René Bertrand sonrió: tenía los dientes manchados de toda una vida de café y cigarrillos.
—Es muy amable, pero todavía tiene que hacerme una oferta que pueda aceptar.
Harvath apreció que Bertrand sudaba.
—¿Está usted bien, monsieur? —preguntó.
La sonrisa nunca flaqueaba.
—¿Cuál es su oferta, por favor? —preguntó.
—Estamos dispuestos a superar la oferta rival en cien mil.
—¿Euros? —preguntó Bertrand.
—Naturalmente —contestó Harvath—. También me han autorizado a que le entregue esto —dijo mientras golpeaba algo por el exterior de la chaqueta—. Diez mil euros en efectivo, ahora mismo, a cambio de diez minutos de su tiempo.
—Diez minutos de mi tiempo, ¿para qué?
Ahora le tocaba sonreír a Harvath.
—Para que le explique por qué debería usted cerrar la puja y por qué la Universidad de Virginia es el hogar adecuado para este libro tan especial.

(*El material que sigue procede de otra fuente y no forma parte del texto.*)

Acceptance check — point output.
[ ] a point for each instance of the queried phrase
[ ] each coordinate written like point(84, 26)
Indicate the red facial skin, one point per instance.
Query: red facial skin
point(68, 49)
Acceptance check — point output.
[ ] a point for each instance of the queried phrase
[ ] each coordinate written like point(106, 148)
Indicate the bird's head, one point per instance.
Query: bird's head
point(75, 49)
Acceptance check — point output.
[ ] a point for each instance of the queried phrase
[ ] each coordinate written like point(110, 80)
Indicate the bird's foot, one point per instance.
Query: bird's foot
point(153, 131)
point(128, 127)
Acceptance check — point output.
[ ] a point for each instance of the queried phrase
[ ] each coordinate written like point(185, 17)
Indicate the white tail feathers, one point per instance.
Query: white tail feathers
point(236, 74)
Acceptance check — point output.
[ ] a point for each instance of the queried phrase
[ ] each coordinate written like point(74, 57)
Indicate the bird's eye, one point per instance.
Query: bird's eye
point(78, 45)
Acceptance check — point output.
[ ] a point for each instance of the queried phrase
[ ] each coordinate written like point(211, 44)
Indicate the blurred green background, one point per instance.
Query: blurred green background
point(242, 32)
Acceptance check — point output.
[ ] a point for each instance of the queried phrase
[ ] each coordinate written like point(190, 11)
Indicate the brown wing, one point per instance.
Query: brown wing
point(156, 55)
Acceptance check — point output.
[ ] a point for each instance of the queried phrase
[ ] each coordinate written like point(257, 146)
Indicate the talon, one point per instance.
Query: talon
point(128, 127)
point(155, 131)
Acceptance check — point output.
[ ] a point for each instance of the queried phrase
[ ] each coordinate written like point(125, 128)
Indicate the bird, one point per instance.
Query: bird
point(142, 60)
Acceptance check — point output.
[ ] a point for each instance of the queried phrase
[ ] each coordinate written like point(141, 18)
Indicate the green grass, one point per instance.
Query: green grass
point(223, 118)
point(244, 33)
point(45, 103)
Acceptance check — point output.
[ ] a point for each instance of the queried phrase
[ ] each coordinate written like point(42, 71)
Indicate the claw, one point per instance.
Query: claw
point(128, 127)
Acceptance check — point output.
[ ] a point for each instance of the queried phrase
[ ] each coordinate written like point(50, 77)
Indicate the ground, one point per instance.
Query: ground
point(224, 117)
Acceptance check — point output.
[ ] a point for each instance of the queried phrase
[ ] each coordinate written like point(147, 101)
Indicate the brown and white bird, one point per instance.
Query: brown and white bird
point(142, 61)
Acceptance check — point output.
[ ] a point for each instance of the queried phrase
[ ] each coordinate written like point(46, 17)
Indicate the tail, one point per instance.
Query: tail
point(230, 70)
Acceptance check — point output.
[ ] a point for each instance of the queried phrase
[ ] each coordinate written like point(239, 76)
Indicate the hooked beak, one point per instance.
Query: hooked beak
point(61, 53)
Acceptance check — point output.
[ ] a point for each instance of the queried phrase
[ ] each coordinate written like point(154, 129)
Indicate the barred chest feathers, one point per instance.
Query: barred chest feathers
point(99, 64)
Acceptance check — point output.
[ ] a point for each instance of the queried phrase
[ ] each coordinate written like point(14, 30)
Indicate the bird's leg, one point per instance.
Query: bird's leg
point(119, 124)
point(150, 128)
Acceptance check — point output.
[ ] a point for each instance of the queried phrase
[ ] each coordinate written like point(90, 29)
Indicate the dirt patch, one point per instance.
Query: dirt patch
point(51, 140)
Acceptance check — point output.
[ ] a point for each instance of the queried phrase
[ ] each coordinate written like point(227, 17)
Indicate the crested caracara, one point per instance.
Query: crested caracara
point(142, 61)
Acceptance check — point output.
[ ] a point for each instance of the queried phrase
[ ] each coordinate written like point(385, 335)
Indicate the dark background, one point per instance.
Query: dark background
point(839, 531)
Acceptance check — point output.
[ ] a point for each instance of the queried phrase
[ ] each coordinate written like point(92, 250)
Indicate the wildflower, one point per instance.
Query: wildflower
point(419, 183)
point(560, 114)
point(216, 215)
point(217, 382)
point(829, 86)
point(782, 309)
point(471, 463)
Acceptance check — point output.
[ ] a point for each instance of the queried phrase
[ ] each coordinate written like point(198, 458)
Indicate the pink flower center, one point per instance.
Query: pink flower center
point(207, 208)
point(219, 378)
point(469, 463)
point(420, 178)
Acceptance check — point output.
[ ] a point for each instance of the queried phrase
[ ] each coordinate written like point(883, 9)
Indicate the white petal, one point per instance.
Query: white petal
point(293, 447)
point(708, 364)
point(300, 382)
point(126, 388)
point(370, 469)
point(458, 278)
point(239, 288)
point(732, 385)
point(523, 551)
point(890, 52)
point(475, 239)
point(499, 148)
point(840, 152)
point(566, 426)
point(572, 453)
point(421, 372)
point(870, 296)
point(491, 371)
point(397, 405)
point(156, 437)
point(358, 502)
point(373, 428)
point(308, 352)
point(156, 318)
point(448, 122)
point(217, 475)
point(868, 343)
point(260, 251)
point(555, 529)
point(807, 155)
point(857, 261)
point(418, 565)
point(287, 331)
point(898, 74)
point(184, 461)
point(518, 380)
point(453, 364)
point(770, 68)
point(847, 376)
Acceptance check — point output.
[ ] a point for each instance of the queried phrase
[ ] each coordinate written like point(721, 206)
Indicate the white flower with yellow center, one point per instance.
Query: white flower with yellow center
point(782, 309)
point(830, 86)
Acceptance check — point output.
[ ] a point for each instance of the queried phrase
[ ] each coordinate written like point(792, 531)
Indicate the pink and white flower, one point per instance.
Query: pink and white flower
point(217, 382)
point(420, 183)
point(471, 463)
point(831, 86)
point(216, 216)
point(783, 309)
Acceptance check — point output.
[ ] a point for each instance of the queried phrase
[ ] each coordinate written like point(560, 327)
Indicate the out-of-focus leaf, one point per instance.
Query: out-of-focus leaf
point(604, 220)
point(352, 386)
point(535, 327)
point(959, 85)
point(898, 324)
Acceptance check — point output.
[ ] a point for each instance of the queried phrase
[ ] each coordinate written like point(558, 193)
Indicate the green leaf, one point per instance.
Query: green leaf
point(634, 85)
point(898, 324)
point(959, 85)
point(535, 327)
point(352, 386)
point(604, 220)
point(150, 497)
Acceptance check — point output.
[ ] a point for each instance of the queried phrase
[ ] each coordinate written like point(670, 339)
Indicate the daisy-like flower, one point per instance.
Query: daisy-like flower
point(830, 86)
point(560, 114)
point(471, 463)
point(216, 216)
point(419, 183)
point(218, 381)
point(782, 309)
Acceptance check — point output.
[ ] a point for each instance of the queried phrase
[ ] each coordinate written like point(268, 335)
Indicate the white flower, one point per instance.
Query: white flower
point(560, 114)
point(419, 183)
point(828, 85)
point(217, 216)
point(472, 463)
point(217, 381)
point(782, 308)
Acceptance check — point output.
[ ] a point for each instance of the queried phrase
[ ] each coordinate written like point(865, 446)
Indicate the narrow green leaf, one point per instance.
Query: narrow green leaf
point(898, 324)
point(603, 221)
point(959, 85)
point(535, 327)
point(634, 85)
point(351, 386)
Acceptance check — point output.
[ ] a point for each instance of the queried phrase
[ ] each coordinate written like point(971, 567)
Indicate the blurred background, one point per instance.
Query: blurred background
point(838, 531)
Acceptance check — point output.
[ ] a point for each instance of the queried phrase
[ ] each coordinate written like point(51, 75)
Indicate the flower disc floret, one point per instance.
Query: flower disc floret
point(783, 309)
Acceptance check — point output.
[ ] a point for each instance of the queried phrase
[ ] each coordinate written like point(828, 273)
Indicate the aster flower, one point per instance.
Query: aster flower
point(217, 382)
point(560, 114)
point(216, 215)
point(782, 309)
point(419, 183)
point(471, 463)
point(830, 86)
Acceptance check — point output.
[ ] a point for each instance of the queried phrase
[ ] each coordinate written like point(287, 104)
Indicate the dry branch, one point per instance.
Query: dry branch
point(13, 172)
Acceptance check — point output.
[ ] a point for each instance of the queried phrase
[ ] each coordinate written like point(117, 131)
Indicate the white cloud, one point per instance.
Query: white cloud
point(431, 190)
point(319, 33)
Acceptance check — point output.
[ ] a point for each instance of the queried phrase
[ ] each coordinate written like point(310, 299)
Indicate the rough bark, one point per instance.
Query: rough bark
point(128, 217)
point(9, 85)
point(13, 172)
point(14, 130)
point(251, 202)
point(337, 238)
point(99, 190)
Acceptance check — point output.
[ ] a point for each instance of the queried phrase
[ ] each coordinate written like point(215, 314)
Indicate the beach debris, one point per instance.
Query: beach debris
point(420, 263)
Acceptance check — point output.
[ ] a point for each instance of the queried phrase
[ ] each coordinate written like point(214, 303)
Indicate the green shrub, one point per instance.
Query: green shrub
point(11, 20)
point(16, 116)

Los ojos del vendedor, con unos párpados muy abultados, se entornaron.
—¿Y me quedo con los diez mil pase lo que pase?
Harvath asintió.
—Pase lo que pase.
—¿Puedo ver el dinero, por favor? —preguntó Bertrand.
Sacó el sobre del bolsillo interior, abrió discretamente la solapa y le enseñó el fajo de billetes.
—Quizá encontremos un café por aquí cerca.
Bertrand adoraba negociar con universidades, sobre todo con las estadounidenses. Por la experiencia que tenía, siempre disponían de mucho más dinero que juicio.
—Hay un café no lejos de aquí —respondió—. De todos modos, tengo que seguir utilizando las instalaciones. Hagámoslo rápido. Tengo una reunión con su competencia dentro de treinta minutos.
En el espionaje, los agentes aprenden a observar y, luego, utilizan los puntos débiles de un sujeto. Para Harvath, René Bertrand, haciendo una comparación fácil, era como un libro abierto. Esperaba ganar mucho dinero con su participación en la venta del Quijote, pero diez mil euros por diez minutos de su tiempo era una golosina que aquel hombre no podía rechazar. Muchas veces el espionaje era en parte un timo. La forma más segura de tener controlado a alguien era pedirle que te hiciera un favor.
Y eso era exactamente lo que Harvath había hecho. Ahora, para que su plan funcionara, tenía que sacar a Bertrand del edificio.
Los diez mil euros no eran más que el cebo, y el anticuario lo había mordido. No cabe duda de que pensaba que Harvath era un loco, pero estaba a punto de enterarse de qué tipo de loco exactamente.
La pareja se abrió paso por la sala principal de la fachada del Grand Palais, abarrotada de gente. Estaban a unos doscientos metros de la entrada cuando Harvath sintió que algo le presionaba en la espalda, en la zona de la cintura.
Al mismo tiempo, un hombre se le acercó a la oreja y le advirtió:
—Haga alguna estupidez y apretaré el gatillo y le partiré en dos la columna vertebral.